How to convert a Java String to an ASCII byte array? - java

How to convert a Java String to an ASCII byte array?

Using the getBytes method, giving it the appropriate Charset (or Charset name).
Example:
String s = "Hello, there.";
byte[] b = s.getBytes(StandardCharsets.US_ASCII);
If more control is required (such as throwing an exception when a character outside the 7 bit US-ASCII is encountered) then CharsetDecoder can be used:
private static byte[] strictStringToBytes(String s, Charset charset) throws CharacterCodingException {
ByteBuffer x = charset.newEncoder().onMalformedInput(CodingErrorAction.REPORT).encode(CharBuffer.wrap(s));
byte[] b = new byte[x.remaining()];
x.get(b);
return b;
}
Before Java 7 it is possible to use: byte[] b = s.getBytes("US-ASCII");. The enum StandardCharsets, the encoder as well as the specialized getBytes(Charset) methods have been introduced in Java 7.

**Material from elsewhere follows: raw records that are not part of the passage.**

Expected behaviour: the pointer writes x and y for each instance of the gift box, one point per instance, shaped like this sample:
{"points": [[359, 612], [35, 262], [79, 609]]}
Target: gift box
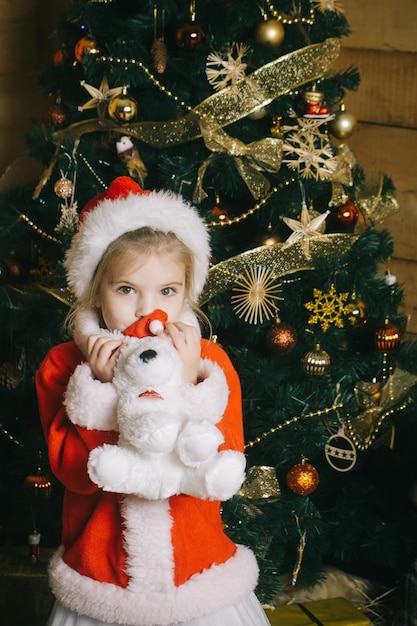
{"points": [[330, 612]]}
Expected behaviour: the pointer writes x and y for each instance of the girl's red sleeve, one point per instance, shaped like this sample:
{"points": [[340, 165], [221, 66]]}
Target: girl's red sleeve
{"points": [[68, 444]]}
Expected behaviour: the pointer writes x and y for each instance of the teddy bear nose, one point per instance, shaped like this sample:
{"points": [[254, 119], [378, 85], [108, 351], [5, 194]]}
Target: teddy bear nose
{"points": [[147, 355]]}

If you are a guava user there is a handy Charsets class:
String s = "Hello, world!";
byte[] b = s.getBytes(Charsets.US_ASCII);
Apart from not hard-coding arbitrary charset name in your source code it has a much bigger advantage: Charsets.US_ASCII is of Charset type (not String) so you avoid checked UnsupportedEncodingException thrown only from String.getBytes(String), but not from String.getBytes(Charset).
In Java 7 there is equivalent StandardCharsets class.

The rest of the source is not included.